The average U.S. 30-year fixed-rate mortgage was 5.78 percent yesterday, down from 6.08 percent the week before, according to Bankrate.com. The Fed today left its main interest rate at 2 percent while a jump in the London Interbank Offered Rate to 6.44 percent may cause adjustable-rate mortgages to spike.
Lehman Bankruptcy
Lehman Brothers Holdings Inc., the biggest underwriter of mortgage-backed securities, filed for bankruptcy yesterday, part of the credit crisis which has cost financial firms more than $511 billion in mortgage-related writedowns and credit losses.
Bank of America, the nation's largest mortgage lender, tightened requirements over the last six months for a loan program designed to help teachers, police, firefighters and other public servants afford houses in the communities where they work.

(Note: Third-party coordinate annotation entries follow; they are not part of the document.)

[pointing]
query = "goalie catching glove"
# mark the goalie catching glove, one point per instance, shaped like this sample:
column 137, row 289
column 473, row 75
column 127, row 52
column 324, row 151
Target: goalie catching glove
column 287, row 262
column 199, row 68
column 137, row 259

The bank used to allow zero-down payments under the program, known as Neighborhood Champions, and now requires at least three-percent down.
``If you live in Miami or Las Vegas, you would have to have at least 5 percent,'' said Bank of America spokesman Terry Francisco, referring to two cities where the median sales price of existing single-family homes has dropped 24 percent and 19 percent, respectively, during the past year.
``We're very sensitive to declining markets,'' Francisco said.
Lending Down
Bank of America granted customers $36.6 billion in first mortgages and $22.8 billion in home equity lines of credit in the first six months of this year, compared with $46.4 billion and $35.9 billion in the same period a year earlier, according to a regulatory filing. Combined, loan originations by the Charlotte, North Carolina-based bank fell by 28 percent, or $22.9 billion.
JPMorgan is assessing local housing markets for price declines that may prompt the bank to stop offering certain types of loans.
``We continue to look at them by market and by product because the price of homes is different in some markets even than it was three months ago,'' said Thomas Kelly, spokesman for JPMorgan Chase. ``We're going to verify your income and your assets. We are going to require more equity and we may require a higher credit score.''
No `Piggyback' Loans
The bank has also eliminated so-called ``piggyback'' loans that allowed homebuyers to borrow 80 percent of the mortgage value at one interest rate and an additional 10 percent of the purchase price at a slightly higher rate.